When Exactly Did Cap Discover The Truth About Bucky and Iron Man's Parents?

A glaring jump in logic, or justified assumption?

Marvel Studios

The following article contains spoilers for ‘Captain America: Civil War’.

There was a moment in watching Captain America: Civil War when time stopped for me. Just as the surging alliances and hidden aggression had boiled to a frothy crescendo, Iron Man (Robert Downey Jr.) looked at Captain America (Chris Evans) and demanded, “did you know?” Iron Man was, of course, referring to the fact that a brainwashed Bucky Barnes (Sebastian Stan), acting as the Winter Soldier, murdered young Tony Stark’s parents. Cap answered, waveringly, that he did know.

When I should have been wrapped up in the drama of it all, I was jarringly reminded of the MCU’s rapid expansion, and how the whole enterprise is beginning to fold in on itself. Suddenly, there was a plot-hole which, frankly, still bothers me: when in the hell did Captain America find out about Bucky killing the Starks?

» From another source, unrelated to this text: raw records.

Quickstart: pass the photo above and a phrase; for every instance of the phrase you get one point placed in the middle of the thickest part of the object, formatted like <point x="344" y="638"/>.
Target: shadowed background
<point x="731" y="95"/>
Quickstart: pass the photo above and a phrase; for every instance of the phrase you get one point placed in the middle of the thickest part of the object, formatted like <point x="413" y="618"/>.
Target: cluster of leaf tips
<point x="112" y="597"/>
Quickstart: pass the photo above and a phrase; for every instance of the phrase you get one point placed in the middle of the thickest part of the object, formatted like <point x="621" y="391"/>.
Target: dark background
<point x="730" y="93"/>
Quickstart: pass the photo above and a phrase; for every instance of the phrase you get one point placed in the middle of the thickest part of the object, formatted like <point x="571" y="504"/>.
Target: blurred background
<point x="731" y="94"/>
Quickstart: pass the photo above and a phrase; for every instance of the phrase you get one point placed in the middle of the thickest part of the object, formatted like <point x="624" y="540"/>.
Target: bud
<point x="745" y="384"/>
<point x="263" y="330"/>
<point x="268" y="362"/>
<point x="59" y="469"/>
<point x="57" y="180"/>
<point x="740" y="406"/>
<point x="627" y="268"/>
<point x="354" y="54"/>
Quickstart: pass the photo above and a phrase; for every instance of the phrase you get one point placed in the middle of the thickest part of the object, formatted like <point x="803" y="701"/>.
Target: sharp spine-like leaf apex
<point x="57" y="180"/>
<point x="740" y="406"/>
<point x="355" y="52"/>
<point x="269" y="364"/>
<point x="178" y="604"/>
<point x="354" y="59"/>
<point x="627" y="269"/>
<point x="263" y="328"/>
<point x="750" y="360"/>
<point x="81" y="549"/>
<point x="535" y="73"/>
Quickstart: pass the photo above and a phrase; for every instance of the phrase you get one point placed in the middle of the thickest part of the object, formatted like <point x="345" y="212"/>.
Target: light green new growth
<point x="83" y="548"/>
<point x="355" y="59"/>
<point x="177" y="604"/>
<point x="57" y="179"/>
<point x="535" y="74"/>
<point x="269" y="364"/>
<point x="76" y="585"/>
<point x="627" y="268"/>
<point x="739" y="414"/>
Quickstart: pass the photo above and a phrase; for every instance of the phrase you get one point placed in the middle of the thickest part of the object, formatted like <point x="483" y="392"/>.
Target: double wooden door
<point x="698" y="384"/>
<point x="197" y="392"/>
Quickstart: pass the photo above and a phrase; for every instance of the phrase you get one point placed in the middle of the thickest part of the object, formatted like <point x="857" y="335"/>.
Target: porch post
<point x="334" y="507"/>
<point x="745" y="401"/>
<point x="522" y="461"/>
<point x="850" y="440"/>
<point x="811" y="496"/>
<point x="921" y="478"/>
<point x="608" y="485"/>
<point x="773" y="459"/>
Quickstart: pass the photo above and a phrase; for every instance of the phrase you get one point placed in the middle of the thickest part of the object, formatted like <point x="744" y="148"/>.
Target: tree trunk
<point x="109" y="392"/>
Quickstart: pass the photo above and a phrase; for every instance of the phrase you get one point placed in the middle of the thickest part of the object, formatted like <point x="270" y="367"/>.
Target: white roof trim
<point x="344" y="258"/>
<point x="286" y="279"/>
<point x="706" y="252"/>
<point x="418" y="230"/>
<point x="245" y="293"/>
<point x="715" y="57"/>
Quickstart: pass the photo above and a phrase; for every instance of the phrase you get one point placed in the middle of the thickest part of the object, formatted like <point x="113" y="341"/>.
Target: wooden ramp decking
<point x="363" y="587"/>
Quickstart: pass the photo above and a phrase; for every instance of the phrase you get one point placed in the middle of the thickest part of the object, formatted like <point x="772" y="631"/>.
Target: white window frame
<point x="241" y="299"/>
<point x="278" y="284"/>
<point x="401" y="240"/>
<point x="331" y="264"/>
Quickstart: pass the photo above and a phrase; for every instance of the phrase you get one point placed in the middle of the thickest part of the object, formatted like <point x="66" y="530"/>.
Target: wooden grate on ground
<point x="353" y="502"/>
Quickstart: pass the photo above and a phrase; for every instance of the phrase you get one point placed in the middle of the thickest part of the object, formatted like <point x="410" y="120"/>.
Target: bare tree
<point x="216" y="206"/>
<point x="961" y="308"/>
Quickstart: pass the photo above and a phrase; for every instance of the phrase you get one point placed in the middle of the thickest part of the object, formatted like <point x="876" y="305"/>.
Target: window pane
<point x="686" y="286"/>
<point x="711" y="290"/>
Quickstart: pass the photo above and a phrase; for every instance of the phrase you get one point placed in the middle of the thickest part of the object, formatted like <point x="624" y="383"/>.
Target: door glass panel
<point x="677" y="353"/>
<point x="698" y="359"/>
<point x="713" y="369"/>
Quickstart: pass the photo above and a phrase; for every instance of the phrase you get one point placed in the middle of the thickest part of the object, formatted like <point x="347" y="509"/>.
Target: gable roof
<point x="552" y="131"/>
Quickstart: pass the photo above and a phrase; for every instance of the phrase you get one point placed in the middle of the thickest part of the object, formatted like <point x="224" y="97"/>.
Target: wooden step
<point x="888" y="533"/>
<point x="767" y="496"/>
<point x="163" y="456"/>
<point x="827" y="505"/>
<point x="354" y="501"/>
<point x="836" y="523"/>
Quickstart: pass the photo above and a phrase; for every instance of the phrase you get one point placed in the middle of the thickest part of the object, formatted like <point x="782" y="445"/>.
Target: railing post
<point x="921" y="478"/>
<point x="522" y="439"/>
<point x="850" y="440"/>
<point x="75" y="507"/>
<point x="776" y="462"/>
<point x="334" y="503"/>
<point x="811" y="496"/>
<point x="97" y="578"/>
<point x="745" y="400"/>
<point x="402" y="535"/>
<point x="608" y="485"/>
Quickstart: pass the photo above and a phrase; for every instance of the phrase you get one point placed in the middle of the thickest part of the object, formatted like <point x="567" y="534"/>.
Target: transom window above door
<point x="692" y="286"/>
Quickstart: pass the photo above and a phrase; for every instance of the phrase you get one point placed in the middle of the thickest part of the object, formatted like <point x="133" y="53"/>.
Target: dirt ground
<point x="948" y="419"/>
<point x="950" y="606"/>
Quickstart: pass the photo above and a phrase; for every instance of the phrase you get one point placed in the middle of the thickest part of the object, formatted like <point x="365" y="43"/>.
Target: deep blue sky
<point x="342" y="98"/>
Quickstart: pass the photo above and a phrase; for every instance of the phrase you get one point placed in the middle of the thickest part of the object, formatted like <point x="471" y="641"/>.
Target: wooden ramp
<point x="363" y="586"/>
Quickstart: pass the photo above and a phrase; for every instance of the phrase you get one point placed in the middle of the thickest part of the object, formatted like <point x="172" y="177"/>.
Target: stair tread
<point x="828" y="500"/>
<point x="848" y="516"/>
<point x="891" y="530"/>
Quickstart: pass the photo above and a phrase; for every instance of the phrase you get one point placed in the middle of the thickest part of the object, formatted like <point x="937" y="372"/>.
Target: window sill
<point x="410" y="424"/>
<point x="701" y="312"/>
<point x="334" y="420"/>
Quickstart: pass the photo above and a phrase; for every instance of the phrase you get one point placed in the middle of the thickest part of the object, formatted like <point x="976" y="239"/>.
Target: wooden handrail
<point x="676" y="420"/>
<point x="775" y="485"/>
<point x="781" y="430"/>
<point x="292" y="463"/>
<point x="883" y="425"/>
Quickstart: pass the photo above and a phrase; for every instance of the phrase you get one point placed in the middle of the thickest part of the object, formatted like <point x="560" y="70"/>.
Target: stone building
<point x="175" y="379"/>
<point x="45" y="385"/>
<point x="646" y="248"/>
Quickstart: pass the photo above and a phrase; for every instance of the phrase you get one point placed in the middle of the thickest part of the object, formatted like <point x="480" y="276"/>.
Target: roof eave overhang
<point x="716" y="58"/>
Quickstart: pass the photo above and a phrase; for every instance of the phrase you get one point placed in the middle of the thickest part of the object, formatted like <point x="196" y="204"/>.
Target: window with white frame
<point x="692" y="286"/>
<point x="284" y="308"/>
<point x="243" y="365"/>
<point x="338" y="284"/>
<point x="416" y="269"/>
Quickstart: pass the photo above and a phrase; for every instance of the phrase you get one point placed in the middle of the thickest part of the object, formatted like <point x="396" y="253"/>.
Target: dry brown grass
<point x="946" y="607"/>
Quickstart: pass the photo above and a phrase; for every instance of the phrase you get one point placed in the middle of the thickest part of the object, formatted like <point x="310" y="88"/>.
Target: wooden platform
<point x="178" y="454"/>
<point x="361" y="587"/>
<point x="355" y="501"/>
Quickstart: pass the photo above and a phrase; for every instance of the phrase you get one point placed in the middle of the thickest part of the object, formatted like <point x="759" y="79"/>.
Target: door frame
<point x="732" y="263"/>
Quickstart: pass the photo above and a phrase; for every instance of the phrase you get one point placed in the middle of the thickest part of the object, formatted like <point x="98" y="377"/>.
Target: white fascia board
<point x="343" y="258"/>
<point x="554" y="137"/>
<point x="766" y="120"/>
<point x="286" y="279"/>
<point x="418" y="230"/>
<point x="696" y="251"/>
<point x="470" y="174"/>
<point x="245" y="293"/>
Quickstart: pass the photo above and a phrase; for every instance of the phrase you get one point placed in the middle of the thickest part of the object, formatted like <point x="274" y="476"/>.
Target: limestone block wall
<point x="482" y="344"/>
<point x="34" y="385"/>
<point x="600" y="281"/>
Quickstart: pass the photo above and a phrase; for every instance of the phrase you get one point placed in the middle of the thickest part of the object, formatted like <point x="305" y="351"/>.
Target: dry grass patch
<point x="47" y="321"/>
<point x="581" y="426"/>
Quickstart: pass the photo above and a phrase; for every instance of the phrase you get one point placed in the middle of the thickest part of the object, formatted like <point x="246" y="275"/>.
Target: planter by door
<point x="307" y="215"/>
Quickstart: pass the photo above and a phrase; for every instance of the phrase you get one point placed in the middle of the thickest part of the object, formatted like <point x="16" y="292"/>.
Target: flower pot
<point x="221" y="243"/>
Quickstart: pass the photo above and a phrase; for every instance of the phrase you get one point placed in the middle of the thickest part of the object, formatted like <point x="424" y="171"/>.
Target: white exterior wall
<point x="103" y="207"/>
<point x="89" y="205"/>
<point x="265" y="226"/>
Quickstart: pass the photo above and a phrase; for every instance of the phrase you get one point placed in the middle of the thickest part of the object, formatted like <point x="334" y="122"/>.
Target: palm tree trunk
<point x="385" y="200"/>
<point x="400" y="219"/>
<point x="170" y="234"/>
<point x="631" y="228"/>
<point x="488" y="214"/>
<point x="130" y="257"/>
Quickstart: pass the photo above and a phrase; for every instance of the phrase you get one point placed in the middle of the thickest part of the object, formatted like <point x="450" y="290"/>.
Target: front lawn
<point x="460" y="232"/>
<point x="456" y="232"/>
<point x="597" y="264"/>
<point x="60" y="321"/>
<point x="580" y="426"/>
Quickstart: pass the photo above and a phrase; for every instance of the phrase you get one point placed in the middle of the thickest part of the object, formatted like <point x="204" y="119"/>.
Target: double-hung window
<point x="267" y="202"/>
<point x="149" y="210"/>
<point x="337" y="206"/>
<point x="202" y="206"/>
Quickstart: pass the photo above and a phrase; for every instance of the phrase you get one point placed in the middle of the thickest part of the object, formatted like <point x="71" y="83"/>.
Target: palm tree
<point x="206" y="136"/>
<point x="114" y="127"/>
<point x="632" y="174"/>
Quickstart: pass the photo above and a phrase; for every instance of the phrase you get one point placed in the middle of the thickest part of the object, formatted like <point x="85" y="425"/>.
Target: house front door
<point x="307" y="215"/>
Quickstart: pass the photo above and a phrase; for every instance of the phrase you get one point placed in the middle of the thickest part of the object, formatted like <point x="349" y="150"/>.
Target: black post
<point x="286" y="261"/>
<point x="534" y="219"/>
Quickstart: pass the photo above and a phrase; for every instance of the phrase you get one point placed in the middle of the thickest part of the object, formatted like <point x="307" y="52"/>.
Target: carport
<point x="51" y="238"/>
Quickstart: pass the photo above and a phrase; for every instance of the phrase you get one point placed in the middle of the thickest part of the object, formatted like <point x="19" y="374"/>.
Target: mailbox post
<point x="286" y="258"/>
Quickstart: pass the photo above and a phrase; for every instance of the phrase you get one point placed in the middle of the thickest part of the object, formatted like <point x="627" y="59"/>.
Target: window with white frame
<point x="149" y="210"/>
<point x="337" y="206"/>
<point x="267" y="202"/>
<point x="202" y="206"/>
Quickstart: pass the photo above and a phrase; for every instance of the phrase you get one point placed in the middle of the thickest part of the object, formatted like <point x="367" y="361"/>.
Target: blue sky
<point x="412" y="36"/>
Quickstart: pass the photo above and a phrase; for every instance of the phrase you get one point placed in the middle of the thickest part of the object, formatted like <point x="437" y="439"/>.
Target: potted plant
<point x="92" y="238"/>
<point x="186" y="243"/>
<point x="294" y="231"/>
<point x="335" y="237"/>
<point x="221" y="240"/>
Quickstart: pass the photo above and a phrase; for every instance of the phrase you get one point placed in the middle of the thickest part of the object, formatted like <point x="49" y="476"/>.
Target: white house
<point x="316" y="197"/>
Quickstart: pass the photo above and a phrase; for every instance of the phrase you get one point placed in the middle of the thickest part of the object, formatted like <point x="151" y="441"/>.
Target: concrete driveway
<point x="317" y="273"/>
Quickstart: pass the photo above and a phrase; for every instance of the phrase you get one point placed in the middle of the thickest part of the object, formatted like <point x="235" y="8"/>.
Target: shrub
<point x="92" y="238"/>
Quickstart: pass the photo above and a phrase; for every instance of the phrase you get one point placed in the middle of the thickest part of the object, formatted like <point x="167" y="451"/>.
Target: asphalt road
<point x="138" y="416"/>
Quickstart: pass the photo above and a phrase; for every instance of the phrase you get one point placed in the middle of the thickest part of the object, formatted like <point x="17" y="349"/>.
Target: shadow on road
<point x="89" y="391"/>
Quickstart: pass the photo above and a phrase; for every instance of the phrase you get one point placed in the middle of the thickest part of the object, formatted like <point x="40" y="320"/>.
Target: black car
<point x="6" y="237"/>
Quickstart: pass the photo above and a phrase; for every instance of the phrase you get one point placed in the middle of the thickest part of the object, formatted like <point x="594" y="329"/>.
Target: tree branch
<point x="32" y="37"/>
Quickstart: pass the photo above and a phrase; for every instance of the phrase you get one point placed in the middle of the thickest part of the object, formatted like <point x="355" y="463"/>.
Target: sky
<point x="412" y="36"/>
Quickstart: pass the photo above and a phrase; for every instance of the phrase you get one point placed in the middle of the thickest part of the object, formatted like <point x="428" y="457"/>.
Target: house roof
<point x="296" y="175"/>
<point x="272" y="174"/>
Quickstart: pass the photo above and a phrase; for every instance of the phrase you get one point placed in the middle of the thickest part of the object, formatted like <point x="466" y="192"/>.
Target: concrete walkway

John Slattery as Howard Stark in 'Ant-Man'

Marvel Studios

How did Rogers know about this secret incident, which Zemo spends most of the movie trying to uncover, in order to set off the final battle between heroes?

Did Bucky tell Steve that he killed Stark’s parents? Did Steve uncover Bucky’s backstory in the HYDRA mystery files in Captain America: The Winter Soldier? How was it that Zemo spent an entire film and a globe-trotting adventure into the Siberian wilderness only to reveal to Tony what Steve apparently knew all along? Wouldn’t Steve think twice about having Bucky and Tony in close proximity to one another, for fear that this sort of information might eventually bubble up?

This sudden revelation spells out a few problems for the film, and for the Marvel Cinematic Universe as a whole. First, from a storytelling perspective, this is a pretty big revelation to just drop on the viewers out of nowhere. That the filmmakers chose to reveal this tidbit, without warning, in a film already pushing the normal length of most other films, means that even with the multi-film foundations of the MCU, important details can still slip through the cracks. Second, even if this revelation was hinted at in The Winter Soldier, this demonstrates that juggling all the facts across the greater MCU is becoming a hurdle for fervent viewers and casual spectators.

This might seem nitpicky, but details are starting to get lost in the conversation, and it’s one of the reasons why Civil War feels like the first movie in the MCU that requires a syllabus of prior Marvel films in order to fully appreciate and comprehend.

Original Phase 3 timeline. Not included: Spider-Man Homecoming

Marvel Studios

For the most part, this shouldn’t be a problem. Audiences seem receptive to follow along the yearly MCU output. But slowly, new viewers could face the same problem that hinders new comic readers, namely the barrier of entry slowly erecting around the newest Marvel movie (or any superhero film, for that matter).

Consider the new price of admission. $20 blu-ray per Marvel film since the first Iron Man, or those very expensive Phase 1 and 2 collections that are hundreds of dollars each. If, say, you want an immediate refresher you can also expect the annual marathon events held by theaters. The Phase 2 marathon ran at an insane 29 hours. Assuming the next several films toe the two hour mark, the next Avengers marathon will clock in past two days. They could also go the DC route and release uncut blu-rays that add an hour of extra content to the existing theatrical run. The MCU is quickly dwarfing the length of any continuous film series in sheer runtime.

I don’t intend to use this issue as my soapbox, wearing an “End is Nigh (for the MCU)” board as I rant. Truthfully, however, the franchise is beginning to bloat, and I’m hoping Marvel has a contingency plan for when the third Avengers films drops. We can’t afford to root the climax of future films in details revealed in inorganic-feeling ways.